Atti in Corte di Cassazione per il caso Siciliano, l'inchiesta della Squadra mobile di Messina e la procura di Reggio Calabria sugli intrecci Tribunale-Università che sarebbero passati dall'ex procuratore aggiunto Pino Siciliano e il rettore Franco Tomasello. Oggi il Gup reggino Caterina Petrone ha rimesso alla Suprema Corte la questione sollevata dall'avvocato Bonni Candido, che ha invocato il legittimo sospetto, chiedendo che a decidere sia il giudice di un diverso Tribunale, sulla scorta della documentazione rinvenuta nel fasicolo d'udienza. Secondo Candido a Reggio Calabria non ci sarebbe "serenità di giudizio" perché nella documentazione depositata in vista dell'udienza preliminare, apertasi oggi, la Procura aveva inserito la lista teste dell'eventuale processo. Dando così per scontato, ne deduce il legale, il rinvio a giudizio degli indagati, una decisione rimessa invece al Gup solo alla fine dell'udienza preliminare.
La corte di Cassazione ha respinto l'istanza di remissione del processo sul caso Siciliano, sollevata dall'avvocato Bonni Candido, che prosegue percià davanti al giudice delle udienze preliminari di Reggio Calabria. In attesa della decisione della Suprema Corte, il gup aveva già ha fissato un'altra data, il 12 luglio prossimo.
Gli indagati sono l'ex aggiunto di Messina, andato ai domiciliari e poi scarcerato per la vicenda, Pino Siciliano; il figlio Giuseppe, ricercatore all'Università di Messina: il collega di studio Fabrizio Maimone Ansaldo Patti, il rettore Franco Tomasello; l'ex coordinatore Udc e amico del magistrato, Michele Caudo; il liquidatore della Impregilo Domenico Occhipinti; il docente universitario e legale del Comune di Messina, Aldo Tigano; infine il medico Adolfo De Meo.
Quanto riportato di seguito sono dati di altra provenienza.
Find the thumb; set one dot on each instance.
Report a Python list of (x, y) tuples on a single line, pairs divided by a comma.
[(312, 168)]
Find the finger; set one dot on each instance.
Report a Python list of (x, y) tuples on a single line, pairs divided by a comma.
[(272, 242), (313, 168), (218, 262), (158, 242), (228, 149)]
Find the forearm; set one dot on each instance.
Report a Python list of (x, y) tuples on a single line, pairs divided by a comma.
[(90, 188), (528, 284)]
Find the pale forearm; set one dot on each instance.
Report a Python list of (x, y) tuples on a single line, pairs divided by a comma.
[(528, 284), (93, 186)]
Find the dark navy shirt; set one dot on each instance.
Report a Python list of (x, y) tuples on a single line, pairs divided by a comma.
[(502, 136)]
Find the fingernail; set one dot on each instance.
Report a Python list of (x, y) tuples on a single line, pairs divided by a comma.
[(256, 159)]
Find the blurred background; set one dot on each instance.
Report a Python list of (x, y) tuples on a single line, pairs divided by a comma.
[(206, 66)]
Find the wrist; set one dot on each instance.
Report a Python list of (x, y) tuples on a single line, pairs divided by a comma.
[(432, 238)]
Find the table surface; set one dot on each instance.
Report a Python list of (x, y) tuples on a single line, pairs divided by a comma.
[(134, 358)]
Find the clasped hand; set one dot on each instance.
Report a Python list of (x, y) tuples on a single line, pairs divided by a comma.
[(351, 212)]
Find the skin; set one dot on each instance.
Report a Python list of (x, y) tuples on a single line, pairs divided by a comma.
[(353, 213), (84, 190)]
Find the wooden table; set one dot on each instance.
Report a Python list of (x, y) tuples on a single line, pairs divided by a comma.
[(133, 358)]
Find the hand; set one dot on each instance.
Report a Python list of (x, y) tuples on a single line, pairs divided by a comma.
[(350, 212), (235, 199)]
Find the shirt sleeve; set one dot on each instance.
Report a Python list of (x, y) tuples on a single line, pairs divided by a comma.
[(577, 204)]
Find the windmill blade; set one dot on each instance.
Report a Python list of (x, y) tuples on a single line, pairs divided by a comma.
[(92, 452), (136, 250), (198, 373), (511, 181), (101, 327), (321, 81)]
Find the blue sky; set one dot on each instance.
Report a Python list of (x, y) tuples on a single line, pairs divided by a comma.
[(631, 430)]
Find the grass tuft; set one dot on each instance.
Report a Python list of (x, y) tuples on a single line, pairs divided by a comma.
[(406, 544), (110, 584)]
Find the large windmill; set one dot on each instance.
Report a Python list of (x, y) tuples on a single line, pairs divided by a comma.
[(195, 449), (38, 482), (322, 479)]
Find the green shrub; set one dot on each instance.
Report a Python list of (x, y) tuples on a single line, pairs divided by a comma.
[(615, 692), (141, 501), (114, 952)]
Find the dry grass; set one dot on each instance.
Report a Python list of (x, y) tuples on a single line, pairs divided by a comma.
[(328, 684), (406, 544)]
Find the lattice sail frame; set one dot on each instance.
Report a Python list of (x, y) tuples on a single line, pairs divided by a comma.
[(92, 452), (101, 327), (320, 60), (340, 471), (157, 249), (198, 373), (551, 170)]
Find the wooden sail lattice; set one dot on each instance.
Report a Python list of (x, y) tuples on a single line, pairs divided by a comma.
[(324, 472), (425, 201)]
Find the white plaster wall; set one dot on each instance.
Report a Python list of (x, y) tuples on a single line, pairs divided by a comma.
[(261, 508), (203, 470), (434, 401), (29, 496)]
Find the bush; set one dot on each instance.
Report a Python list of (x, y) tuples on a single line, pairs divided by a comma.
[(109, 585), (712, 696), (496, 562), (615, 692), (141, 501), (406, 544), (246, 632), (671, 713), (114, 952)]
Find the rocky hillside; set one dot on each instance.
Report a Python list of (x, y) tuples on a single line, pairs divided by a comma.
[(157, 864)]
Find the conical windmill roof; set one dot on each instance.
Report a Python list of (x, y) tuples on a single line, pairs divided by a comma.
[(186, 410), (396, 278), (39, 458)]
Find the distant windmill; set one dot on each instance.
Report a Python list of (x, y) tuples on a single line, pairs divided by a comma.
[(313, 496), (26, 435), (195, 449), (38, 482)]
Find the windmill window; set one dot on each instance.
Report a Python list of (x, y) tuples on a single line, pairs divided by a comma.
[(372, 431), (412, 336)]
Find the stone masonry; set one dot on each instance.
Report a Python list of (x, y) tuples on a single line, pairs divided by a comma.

Al centro dell'inchiesta la "gestio personalistica" dei fasicoli di indagine da parte del procuoratore aggiunto Siciliano per orientare alcune vicende o per favorire la professione del figlio.
Il caso è affidato al procuratore aggiunto reggino Beatrice Ronchi, mente gli avvocati Nino Favazzo, Antonio Strangi, Andrea Borzì, Filippo Mangiapane, Carmelo Scillia, Nino D'Ascola e Bonni Candido compongono il collegio difensivo.